ICANN/private distinction for PSL-based resource limits

[quasicomputational]

The document currently talks about bypassing resource limits by having malicious (or just clueless) sites register themselves as a public suffix, and hence receiving a full resource allocation for each of their cheap-to-set-up subdomains. However, such sites would go into the private section of the PSL. Applying resource limits based on only the ICANN section isn't, to my eyes, obviously flawed in the same way - it fails closed as nodded to already in the document, but at least it doesn't fail open and allow resource exhaustion attacks (as, e.g., same-origin-only resource limits would).

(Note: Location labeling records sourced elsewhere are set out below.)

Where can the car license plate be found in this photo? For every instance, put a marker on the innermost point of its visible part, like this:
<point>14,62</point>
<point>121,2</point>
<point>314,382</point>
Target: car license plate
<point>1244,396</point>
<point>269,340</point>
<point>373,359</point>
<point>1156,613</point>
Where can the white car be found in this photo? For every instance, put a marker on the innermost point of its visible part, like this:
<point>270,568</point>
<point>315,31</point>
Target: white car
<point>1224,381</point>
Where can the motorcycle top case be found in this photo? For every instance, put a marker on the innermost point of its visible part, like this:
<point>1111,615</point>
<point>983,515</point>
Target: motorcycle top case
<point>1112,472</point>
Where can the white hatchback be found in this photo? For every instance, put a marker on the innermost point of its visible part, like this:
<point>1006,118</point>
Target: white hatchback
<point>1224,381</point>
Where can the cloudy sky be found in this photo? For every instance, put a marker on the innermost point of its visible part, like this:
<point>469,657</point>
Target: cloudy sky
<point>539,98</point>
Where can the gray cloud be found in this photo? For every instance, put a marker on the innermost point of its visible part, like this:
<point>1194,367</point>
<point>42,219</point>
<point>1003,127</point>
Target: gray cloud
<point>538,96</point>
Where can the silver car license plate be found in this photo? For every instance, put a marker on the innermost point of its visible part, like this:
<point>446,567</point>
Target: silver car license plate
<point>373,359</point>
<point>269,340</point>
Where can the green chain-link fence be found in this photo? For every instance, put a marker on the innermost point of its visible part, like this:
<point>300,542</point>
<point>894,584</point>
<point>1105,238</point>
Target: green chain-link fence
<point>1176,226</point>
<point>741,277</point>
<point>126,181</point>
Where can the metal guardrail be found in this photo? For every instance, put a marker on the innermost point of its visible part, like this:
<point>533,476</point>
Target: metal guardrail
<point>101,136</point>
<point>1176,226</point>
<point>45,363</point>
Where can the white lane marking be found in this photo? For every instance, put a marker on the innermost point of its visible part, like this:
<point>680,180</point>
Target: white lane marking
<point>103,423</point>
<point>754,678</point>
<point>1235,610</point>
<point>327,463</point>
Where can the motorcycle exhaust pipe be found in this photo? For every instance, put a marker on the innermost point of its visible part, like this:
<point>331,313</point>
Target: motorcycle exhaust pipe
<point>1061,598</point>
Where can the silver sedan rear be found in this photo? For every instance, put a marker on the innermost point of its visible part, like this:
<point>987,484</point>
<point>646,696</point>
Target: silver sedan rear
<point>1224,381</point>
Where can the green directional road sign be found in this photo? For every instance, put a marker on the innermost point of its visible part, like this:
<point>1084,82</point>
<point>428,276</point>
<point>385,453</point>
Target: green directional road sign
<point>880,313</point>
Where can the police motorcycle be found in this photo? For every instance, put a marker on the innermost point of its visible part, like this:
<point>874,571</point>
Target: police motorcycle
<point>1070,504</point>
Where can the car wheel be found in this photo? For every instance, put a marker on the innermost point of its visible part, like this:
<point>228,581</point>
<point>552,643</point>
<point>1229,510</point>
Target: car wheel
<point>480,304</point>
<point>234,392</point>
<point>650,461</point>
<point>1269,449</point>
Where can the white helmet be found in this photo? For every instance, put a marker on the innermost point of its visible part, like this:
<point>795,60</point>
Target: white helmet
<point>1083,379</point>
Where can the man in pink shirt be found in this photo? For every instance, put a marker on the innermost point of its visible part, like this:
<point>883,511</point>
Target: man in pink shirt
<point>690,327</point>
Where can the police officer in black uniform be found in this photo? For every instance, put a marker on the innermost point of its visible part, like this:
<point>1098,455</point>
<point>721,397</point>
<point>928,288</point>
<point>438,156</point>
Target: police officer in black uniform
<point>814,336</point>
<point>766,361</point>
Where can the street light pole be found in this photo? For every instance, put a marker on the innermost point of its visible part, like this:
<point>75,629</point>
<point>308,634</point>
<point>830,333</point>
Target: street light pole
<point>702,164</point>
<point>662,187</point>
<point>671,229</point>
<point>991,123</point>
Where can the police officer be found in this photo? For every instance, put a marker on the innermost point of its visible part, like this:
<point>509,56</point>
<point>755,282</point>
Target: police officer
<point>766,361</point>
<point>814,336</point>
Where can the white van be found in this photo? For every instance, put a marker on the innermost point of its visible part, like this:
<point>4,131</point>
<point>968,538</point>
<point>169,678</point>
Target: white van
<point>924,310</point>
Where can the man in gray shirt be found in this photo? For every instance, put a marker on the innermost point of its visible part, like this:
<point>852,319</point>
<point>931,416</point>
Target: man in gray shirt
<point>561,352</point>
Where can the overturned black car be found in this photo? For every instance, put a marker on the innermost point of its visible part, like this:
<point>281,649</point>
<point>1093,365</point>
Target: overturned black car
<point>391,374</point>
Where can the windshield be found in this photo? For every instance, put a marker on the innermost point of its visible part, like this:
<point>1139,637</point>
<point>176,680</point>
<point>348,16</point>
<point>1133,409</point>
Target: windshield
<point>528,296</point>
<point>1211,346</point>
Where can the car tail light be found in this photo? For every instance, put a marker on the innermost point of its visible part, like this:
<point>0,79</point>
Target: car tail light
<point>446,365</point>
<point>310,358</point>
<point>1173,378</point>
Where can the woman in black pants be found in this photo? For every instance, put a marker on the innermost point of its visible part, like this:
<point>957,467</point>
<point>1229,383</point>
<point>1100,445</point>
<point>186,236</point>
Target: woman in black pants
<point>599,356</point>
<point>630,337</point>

I think that PSL-based resource limits need a bit more discussion. My suggestion is either a demonstration how even only using the ICANN section of the PSL is vulnerable to abuse, or explicit acknowledgement in the FAQ that this is a use-case that the PSL is actually suited to and that PSL alternatives do not (currently) have an answer for.

[sleevi]

Are you aware of any user agent that applies restrictions like that? Otherwise, isn’t this moot?

[quasicomputational]

I'm not aware of a user-agent, no. But it's something I was doing in an extension, and, if it's an idea I've had, I'm sure plenty of other people have thought similarly before me.

[sleevi]

I’m not sure any UA would ever implement it, for the obvious reasons like github.io or appspot.com. Unless you want those non-functional/want to break that use case for domain holders, there’s no reasonable way with the current ecosystem to deploy this, right? And the problem of multiple 2LD registrations is still there. Admittedly, I didn’t try to address the hypotheticals of how someone might misuse it; I only focused on common misunderstandings and existing misuse.

[quasicomputational]

Well, my use-case was where the data is not precious and discarding it was, at worst, mildly annoying rather than breaking; false positives causing data loss in edge cases (which I very much think github.io and appspot.com are) were OK. If that condition doesn't obtain, the dilemma about whether to risk enabling exhaustion attacks or to lose precious data is much harder.

I can definitely appreciate that this isn't the common case (though I also think it's not that uncommon) and the desire not to include all the potential uses/abuses of the PSL, but, considering that the document does already bring up PSL-based resource limits and does use an example that'd be stopped by an ICANN-section-only scheme, I think it could use at least a mention.

[sleevi]

I’ll have to think about how to capture that even an ICANN-based block would fail. Like I said, I thought it was obvious how such restrictions still fall down, but I’ll give a noodle how to possibly make it more explicit. In the years of ranting about it (while maintaining it), I’ve never encountered anyone suggesting that for Web Platform features.